We included five parallel-design RCTs involving a total of 415 women. We included one additional RCT in this update. Three studies did not specify details relating to allocation concealment, and two studies were not blinded. There were also considerable loss to follow-up, with four studies not conducting intention‐to‐treat analysis. We judged the quality of the evidence as very low.
Pentoxifylline versus placebo
No trials reported on our primary outcomes of live birth rate and overall pain. We are uncertain as to whether pentoxifylline treatment affects clinical pregnancy rate when compared to placebo (RR 1.38, 95% CI 0.91 to 2.10; 3 RCTs, n = 285; I2 = 0%; very low-quality evidence). The evidence suggests that if the clinical pregnancy rate with placebo is estimated to be 20%, then the rate with pentoxifylline is estimated as between 18% and 43%. We are also uncertain as to whether pentoxifylline affects the recurrence rate of endometriosis (RR 0.84, 95% CI 0.30 to 2.36; 1 RCT, n = 121; very low-quality evidence) or miscarriage rate (Peto OR 1.99, 95% CI 0.20 to 19.37; 2 RCTs, n = 164; I2 = 0%; very low-quality evidence). No trials reported on the effect of pentoxifylline on improvement of endometriosis-related symptoms other than pain or adverse events.

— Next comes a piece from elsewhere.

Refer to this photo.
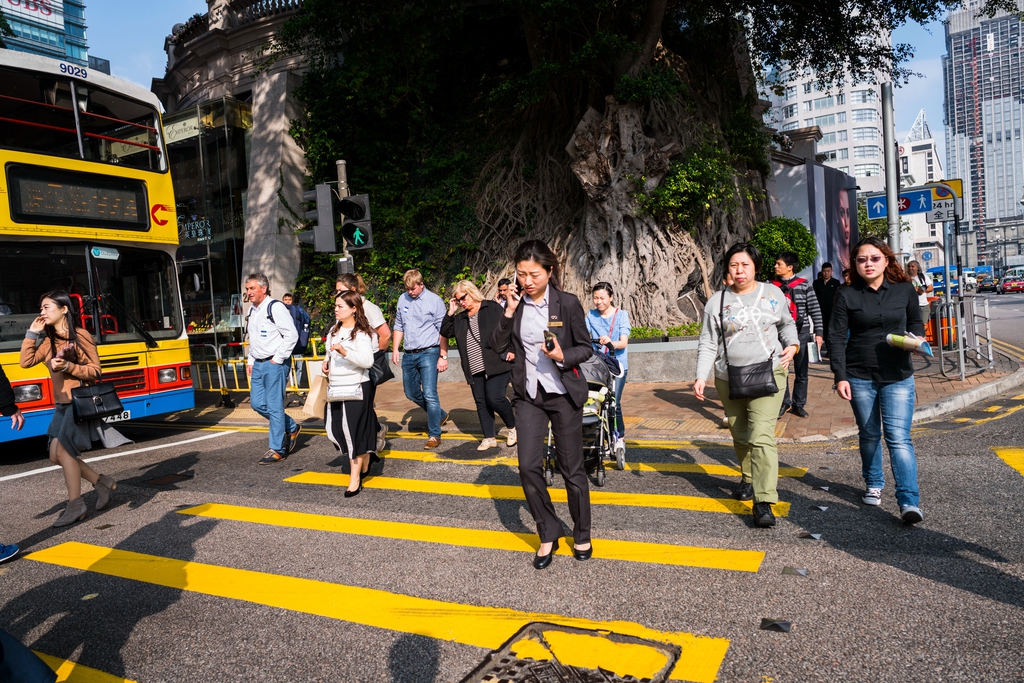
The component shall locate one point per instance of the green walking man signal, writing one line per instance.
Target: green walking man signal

Pentoxifylline versus no treatment
No trials reported on live birth rate. We are uncertain as to whether pentoxifylline treatment affects overall pain when compared to no treatment at one month (MD −0.36, 95% CI −2.12 to 1.40; 1 RCT, n = 34; very low-quality evidence), two months (MD −1.25, 95% CI −2.67 to 0.17; 1 RCT, n = 34; very low-quality evidence), or three months (MD −1.60, 95% CI −3.32 to 0.12; 1 RCT, n = 34; very low-quality evidence). No trials reported on adverse events caused by pentoxifylline or any of our other secondary outcomes.

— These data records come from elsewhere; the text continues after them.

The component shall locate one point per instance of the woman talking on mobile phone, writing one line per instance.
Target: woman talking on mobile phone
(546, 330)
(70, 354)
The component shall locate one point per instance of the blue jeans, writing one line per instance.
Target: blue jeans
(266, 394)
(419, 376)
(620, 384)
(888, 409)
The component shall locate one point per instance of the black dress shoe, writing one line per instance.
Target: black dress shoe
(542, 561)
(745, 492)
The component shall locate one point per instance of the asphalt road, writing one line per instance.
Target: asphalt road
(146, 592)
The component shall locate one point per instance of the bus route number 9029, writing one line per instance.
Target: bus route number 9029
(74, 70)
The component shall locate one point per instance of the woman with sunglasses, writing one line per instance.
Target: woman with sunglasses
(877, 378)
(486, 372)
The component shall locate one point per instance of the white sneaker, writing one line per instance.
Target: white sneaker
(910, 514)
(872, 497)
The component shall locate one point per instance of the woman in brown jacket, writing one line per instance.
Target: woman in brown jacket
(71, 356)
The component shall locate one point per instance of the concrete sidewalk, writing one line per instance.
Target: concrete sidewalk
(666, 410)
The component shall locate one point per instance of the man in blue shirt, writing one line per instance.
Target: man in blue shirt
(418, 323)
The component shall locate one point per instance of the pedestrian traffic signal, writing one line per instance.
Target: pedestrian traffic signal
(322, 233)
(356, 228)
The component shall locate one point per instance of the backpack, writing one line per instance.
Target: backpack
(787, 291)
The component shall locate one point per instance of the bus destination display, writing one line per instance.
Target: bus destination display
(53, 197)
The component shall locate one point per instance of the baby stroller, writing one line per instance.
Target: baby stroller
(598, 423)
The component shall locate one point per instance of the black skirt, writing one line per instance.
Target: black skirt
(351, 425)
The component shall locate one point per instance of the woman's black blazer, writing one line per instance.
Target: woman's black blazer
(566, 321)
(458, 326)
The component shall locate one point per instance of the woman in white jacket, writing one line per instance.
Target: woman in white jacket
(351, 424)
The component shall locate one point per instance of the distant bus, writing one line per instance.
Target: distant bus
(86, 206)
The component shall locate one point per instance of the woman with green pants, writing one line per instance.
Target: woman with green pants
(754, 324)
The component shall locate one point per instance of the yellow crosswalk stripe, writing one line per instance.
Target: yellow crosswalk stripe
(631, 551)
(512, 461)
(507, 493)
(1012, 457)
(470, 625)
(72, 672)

Pentoxifylline versus other medical therapies
One study (n = 83) compared pentoxifylline to the combined oral contraceptive pill after laparoscopic surgery to treat endometriosis, but could not be included in the meta-analysis as it was unclear if the data were presented as +/- standard deviation and what the duration of treatment was. No trials reported on adverse events caused by pentoxifylline or any of our other secondary outcomes.
Pentoxifylline versus conservative surgical treatment
No study reported on this comparison.